All Roads lead to Metro Manila | Daily Prompt: From the Collection of the Artist

It’s the year 2113. A major museum is running an exhibition on life and culture as it was in 2013. You’re asked to write an introduction for the show’s brochure. What will it say?

(Admittedly, I’m not as well-versed in most of the world issues so I’ll address the ones found in my country. I hope that is understandable and allowed.)

The Philippines remembers 2013 with such fondness for that was the year of a strange fixation.

We, as a nation, set our sights on thoroughfares, both great and small. While those abroad say that all roads lead to Rome, we Filipinos say that all roads lead to Metro Manila. And that is why—surprise, surprise—we have so much traffic in the capital.

Jog your memory for a while and see if you can remember an organization called Metropolitan Manila Development Authority (MMDA). Their decisions a century ago resulted to what we have now in this same city. But, as this is Metro Manila, it was not just the MMDA who had their way on the highway.

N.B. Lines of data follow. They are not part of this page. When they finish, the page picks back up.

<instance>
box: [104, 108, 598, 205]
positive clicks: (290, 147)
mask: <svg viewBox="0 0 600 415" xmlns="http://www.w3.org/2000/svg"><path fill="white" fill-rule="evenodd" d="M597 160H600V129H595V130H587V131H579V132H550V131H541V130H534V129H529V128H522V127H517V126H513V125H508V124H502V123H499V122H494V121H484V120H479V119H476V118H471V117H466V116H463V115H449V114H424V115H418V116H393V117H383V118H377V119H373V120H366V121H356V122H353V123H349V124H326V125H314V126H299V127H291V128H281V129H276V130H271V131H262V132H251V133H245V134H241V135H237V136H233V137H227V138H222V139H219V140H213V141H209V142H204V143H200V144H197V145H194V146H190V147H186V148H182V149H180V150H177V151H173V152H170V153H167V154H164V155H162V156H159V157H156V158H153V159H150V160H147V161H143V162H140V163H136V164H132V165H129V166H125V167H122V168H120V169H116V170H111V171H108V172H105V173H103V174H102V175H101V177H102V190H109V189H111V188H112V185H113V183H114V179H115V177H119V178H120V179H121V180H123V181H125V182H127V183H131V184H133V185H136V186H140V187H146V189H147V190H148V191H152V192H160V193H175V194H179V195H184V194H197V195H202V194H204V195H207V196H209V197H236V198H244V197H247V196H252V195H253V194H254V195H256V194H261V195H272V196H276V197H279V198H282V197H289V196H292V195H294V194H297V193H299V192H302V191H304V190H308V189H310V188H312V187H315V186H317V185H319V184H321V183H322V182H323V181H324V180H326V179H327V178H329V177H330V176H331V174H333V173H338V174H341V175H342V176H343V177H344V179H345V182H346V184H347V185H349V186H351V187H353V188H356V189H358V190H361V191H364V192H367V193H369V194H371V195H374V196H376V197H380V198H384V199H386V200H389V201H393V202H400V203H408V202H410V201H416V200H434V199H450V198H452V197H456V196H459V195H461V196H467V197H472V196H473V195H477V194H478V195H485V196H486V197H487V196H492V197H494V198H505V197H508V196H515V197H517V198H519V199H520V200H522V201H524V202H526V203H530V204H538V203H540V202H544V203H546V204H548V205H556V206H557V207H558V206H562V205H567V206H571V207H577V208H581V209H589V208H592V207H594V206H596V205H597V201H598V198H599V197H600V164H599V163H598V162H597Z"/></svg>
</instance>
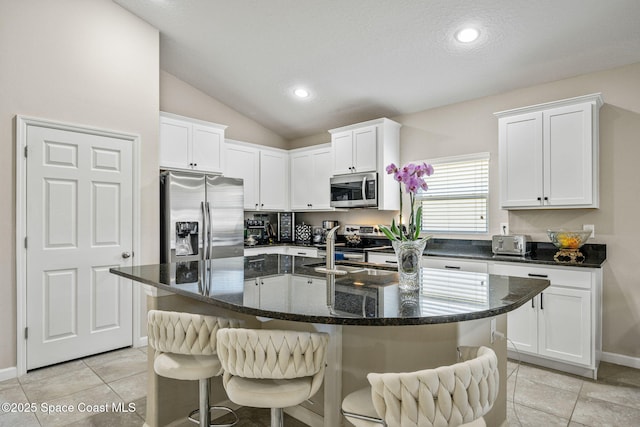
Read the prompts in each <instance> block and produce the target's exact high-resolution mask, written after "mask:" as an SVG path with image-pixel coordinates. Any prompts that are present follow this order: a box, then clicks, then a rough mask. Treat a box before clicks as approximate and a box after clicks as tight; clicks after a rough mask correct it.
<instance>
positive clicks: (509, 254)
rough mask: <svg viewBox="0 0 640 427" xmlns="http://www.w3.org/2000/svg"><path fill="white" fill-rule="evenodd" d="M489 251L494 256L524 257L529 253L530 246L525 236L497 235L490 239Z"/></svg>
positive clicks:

Local government units could impose strict laws that could only be implemented in their cities and never be found nor followed elsewhere.

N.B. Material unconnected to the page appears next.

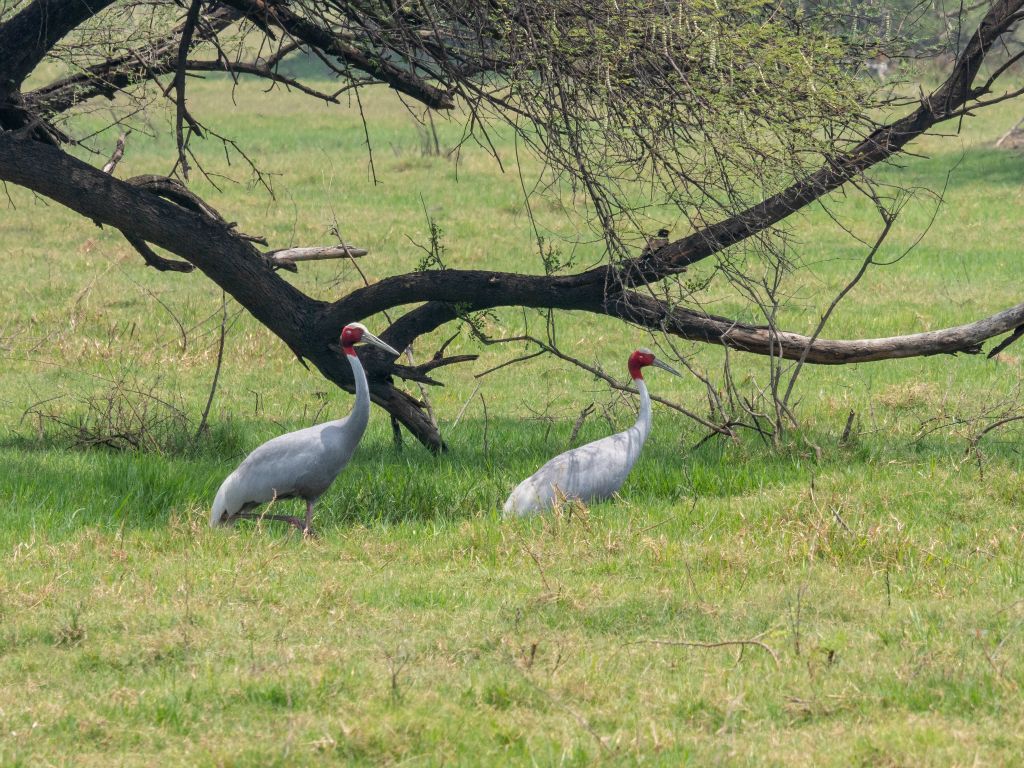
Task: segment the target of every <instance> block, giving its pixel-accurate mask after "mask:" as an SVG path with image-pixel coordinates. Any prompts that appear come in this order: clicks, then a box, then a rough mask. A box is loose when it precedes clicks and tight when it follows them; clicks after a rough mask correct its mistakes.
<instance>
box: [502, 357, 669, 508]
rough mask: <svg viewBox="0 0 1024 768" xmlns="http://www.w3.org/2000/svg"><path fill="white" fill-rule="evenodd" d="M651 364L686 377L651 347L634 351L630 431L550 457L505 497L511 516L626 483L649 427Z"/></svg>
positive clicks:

Can you just imagine the chaos then?

People had to live with such terrible hassle and confusion. They had to make sense of the changes in traffic laws that seem to happen overnight. And one of the ways that they employed to do so was to take the trains, which back then was known as the Light Railway Transit (LRT) and the Metro Rail Transit (MRT).

But with people flocking to elevated train tracks—not to mention cars that were over two decades old by that time—took such a toll on the maintenance that management had to call a fare hike, a move that divided the people in more ways than one.

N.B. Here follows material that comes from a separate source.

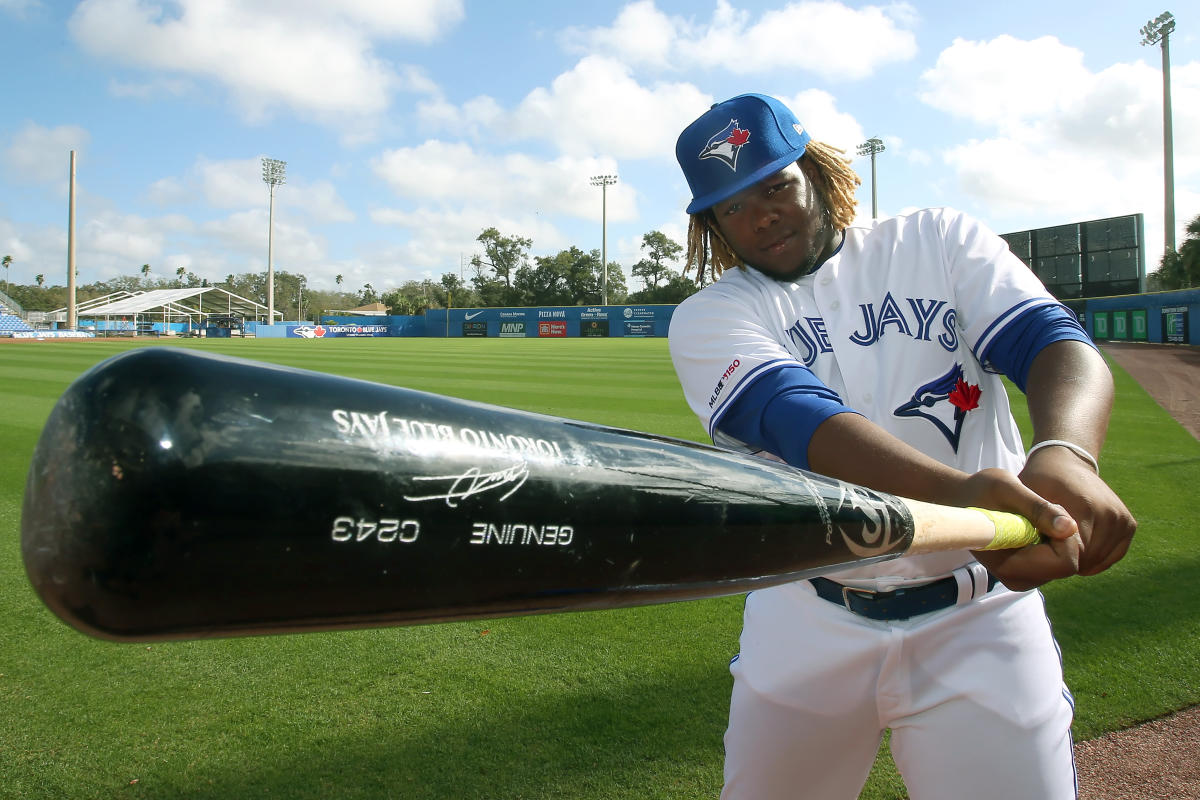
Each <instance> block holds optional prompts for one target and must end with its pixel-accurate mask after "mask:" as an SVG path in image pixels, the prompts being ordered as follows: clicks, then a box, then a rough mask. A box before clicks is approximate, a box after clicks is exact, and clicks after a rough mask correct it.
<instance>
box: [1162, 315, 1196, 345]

Such turmoil is reflected in the art of that era. Crowded details, troubled visages, and puzzled Filipinos are just some of the key and familiar elements of the pieces that you would see in this section of the gallery. Recognizable pot holes and legendary traffic hot spots still steal the spotlight. And the deathless Epifanio de los Santos Avenue (EDSA) remains the Mona Lisa of this period.

Also, if you have a keen sense of history, you can spot a figure or two that were crucial to the changes and confusion that beset the people of that year.


9 Comments Add yours

  1. Well done on the prompt!


    1. Mati Serrano says:

      Thank you so much!


  2. mobibrad says:

    while we cannot deny the chaotic city we live in, don’t you think writing an introductory brochure in this tone would put people off?

    or perhaps they might be intrigued to find out more. hmmmm 🙂


    1. Mati Serrano says:

      There is a hint of sarcasm to it.
      I believe that tone could only be removed in two ways: I do not talk about this (like some of our officials) or I deny it all (like the rest of the officials). We’re a fun bunch in the metro, aren’t we?
      That’s why I believe they would never pick this entry. Bad for the art. I strike too close for comfort.